Onder deze omstandigheden mocht het SEO-bedrijf er vanuit gaan dat die handtekening wel degelijk door de directeur was gezet, of in ieder geval door een bevoegd persoon. En dan zit je aan het contract vast als klant, ook al was het intern helemaal niet de bedoeling. Voor al die mensen die denken dat de KVK hier doorslaggevend is: niet als je als bedrijf de indruk wekte dat iemand wél mocht tekenen. Of, zoals hier, als de wederpartij mocht denken dat het de directeur was.
Arnoud
Tja, ik accepteer vrijwel geen “digitale handtekeningen”. De reden? Die komen tot nu toe -ten minste in het handelsverkeer- altijd binnen in een of ander gaar proprietary formaat, met een dubieuze rootpartij als Adobe, in plaats van gewoon PGP-spul.
Misschien is het nog wel het beste, als we onze traditionele handtekening combineren met de Japanse methode: een geregistreerd stempel, dat in de kluis van de directeur ligt. Daar is ook misbruik mee mogelijk, maar “even tekenen voor de directeur” ban je daar wel mee uit.
Dat brengt mij op een idee: zouden we het niet als onderdeel van de zorgplicht voor de leverancier kunnen beschouwen, om rechstreeks met de directeur te bevestigen wat er met de werknemer is afgesproken? Even nabellen misschien? Dat is een kleine moeite en voorkomt mis{bruik,verstanden} (waardoor de waardering van de directeur voor de desbetreffende firma mogelijk weer stijgt).
“er was nooit overeenstemming bereikt, dus hoezo worden er nu diensten gefactureerd?
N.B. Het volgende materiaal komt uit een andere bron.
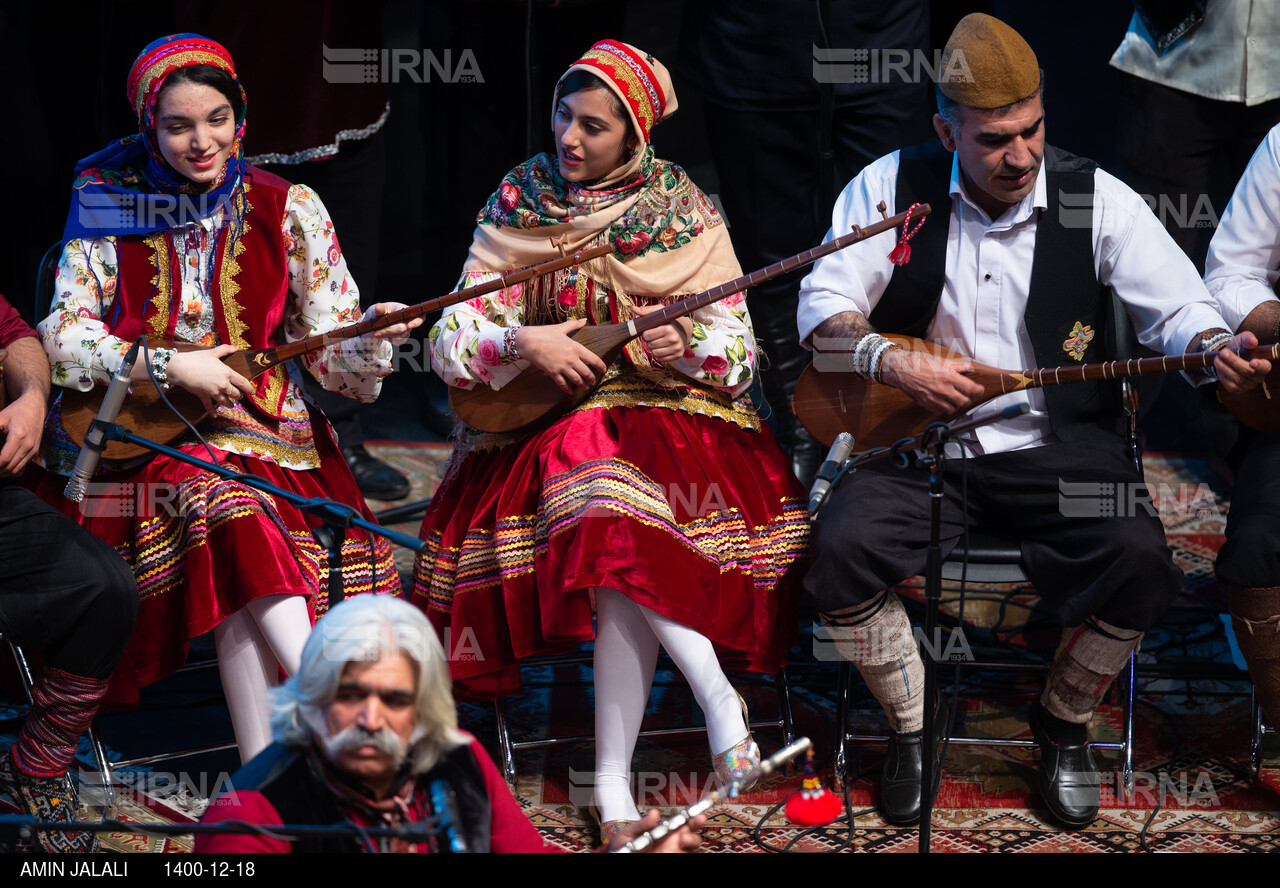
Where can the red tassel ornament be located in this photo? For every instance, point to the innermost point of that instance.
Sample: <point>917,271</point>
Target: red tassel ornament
<point>813,805</point>
<point>901,253</point>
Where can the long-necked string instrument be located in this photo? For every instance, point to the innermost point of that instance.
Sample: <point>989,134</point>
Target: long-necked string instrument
<point>713,797</point>
<point>534,398</point>
<point>877,415</point>
<point>144,413</point>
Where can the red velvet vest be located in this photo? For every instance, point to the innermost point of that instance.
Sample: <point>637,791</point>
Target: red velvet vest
<point>248,283</point>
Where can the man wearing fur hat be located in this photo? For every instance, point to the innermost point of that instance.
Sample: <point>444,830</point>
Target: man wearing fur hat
<point>1011,269</point>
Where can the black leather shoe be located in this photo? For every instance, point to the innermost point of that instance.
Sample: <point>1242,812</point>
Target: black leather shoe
<point>900,781</point>
<point>374,477</point>
<point>1068,778</point>
<point>904,764</point>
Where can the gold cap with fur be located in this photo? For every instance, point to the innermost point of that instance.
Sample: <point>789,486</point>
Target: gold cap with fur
<point>987,64</point>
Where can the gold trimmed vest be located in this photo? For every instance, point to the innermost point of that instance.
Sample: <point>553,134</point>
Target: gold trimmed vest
<point>1065,302</point>
<point>250,291</point>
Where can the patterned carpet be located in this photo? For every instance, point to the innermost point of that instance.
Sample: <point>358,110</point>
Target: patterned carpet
<point>1193,786</point>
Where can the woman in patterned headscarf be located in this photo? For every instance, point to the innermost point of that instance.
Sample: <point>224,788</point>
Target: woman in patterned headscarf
<point>172,236</point>
<point>661,495</point>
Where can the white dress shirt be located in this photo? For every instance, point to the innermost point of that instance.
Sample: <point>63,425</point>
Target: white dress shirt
<point>988,278</point>
<point>1244,253</point>
<point>1233,55</point>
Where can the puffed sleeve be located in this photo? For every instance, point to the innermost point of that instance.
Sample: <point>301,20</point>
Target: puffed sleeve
<point>80,346</point>
<point>721,351</point>
<point>325,297</point>
<point>466,343</point>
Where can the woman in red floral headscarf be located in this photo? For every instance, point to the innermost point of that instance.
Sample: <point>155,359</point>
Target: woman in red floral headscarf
<point>661,495</point>
<point>172,236</point>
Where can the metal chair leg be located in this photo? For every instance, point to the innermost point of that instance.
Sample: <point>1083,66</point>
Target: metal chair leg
<point>782,687</point>
<point>841,765</point>
<point>1256,736</point>
<point>1129,691</point>
<point>508,754</point>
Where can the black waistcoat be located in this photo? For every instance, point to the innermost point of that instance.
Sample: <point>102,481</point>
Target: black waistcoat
<point>1065,302</point>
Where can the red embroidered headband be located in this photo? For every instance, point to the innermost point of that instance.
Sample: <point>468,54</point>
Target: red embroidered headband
<point>639,79</point>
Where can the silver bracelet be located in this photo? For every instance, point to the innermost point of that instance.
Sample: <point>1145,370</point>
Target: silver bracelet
<point>508,344</point>
<point>160,358</point>
<point>1214,343</point>
<point>868,356</point>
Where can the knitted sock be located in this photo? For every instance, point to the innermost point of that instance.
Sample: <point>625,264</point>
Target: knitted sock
<point>876,636</point>
<point>62,709</point>
<point>1256,622</point>
<point>1084,666</point>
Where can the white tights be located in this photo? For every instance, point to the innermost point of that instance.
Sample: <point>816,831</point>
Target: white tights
<point>626,654</point>
<point>252,645</point>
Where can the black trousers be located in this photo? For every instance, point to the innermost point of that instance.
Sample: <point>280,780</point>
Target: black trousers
<point>63,591</point>
<point>1088,554</point>
<point>1251,555</point>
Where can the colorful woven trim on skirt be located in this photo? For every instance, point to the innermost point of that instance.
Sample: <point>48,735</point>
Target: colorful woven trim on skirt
<point>202,506</point>
<point>612,489</point>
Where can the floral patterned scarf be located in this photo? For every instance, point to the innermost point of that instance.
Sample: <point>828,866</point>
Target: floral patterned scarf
<point>128,187</point>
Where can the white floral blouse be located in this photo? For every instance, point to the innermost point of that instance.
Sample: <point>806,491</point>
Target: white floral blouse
<point>466,343</point>
<point>83,352</point>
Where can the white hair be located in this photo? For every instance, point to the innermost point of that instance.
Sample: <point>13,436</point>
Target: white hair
<point>368,628</point>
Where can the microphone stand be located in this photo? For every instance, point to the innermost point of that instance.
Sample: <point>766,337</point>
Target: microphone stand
<point>334,517</point>
<point>931,447</point>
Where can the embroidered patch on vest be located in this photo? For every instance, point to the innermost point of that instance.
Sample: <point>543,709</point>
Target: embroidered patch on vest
<point>1079,339</point>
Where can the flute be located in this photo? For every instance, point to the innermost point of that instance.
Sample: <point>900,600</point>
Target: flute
<point>709,800</point>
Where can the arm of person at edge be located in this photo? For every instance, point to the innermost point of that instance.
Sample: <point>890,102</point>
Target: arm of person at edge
<point>1243,261</point>
<point>26,380</point>
<point>467,343</point>
<point>83,352</point>
<point>839,296</point>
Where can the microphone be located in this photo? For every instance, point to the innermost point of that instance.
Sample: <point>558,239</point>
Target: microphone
<point>836,457</point>
<point>95,442</point>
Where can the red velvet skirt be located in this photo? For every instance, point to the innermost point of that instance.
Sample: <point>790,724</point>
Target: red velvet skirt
<point>690,516</point>
<point>202,548</point>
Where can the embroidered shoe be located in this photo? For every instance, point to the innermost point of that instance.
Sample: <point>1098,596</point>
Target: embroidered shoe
<point>737,761</point>
<point>49,799</point>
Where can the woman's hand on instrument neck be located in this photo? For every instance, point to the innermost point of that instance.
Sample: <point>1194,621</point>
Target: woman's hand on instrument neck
<point>204,374</point>
<point>397,334</point>
<point>552,349</point>
<point>937,384</point>
<point>668,342</point>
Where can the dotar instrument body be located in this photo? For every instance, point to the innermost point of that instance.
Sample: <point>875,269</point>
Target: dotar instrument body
<point>878,415</point>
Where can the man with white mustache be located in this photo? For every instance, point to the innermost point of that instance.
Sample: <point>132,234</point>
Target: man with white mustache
<point>366,733</point>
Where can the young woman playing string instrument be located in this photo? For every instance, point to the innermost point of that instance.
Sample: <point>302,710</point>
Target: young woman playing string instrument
<point>172,236</point>
<point>661,495</point>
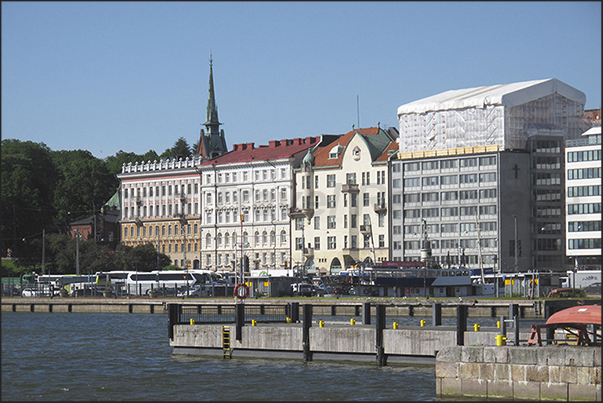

Op zich een goede keuze, want als dat lukt dan is meteen alles van tafel.”
Is dit sarcastisch of gemeend? Niets zeggen terwijl er geleverd werd, maar pas de overeenkomst ontkennen wanneer de kwaliteit ondermaats is? Al was de handtekening niet rechtsgeldig, zal er toch een overeenkomst zijn geweest. Misschien dat alleen wat clausules sneuvelen, waar de directeur van kan hardmaken dat hij daar niet mee akkoord was.
Een van de standaardverweren om onder een contractuele betalingsverplichting uit te komen is te beweren dat de partijen geen overeenkomst gesloten hebben. (Zoals bij ongevraagde toezending.) In dat geval is de zaak simpel: Geen overeenkomst is ook geen betalingsverplichting.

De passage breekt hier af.